4.8.2 Naar het oordeel van het hof gaat het hierbij om verweren die niet betreffen specifiek burgerrechtelijke vraagstukken met betrekking tot de aansprakelijkheid zelf, maar veeleer om verweren die nopen tot de beoordeling van de vraag of de inspecteur bij het opleggen van de aanslag de relevante regels van het belastingrecht op de juiste wijze heeft toegepast.

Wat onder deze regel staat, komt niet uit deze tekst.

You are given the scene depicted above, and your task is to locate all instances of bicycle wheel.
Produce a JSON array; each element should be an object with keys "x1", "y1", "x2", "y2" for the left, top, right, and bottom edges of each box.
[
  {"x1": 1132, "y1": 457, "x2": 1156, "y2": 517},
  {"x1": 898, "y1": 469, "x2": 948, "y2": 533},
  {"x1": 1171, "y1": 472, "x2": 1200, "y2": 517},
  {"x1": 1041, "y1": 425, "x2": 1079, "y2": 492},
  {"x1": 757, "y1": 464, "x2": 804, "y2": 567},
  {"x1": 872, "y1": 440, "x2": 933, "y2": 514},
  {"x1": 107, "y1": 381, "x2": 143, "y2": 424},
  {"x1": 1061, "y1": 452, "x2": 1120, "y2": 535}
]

Dat een nietige of non-existente aanslag zonder meer aan een hoofdelijke aansprakelijkheid voor de in die aanslag begrepen belastingschuld in de weg staat, betekent in het onderhavige geval niet zonder meer dat het daarop gebaseerde verweer van [appellante] in deze procedure aan de orde moet komen. Dit zou mogelijk anders zijn indien ook bij marginale toetsing van de aanslag duidelijk zou zijn dat het om een nietige aanslag gaat. Daarvan is in het onderhavige geval echter geen sprake. De materiele belastingschuld is immers ontstaan voordat [de failliet] in staat van faillissement was verklaard.
Deze verweren behoren derhalve beoordeeld te worden in het kader van het bezwaarschrift tegen de naheffingsaanslag, zoals bedoeld in artikel 50 Iw en niet in de onderhavige procedure.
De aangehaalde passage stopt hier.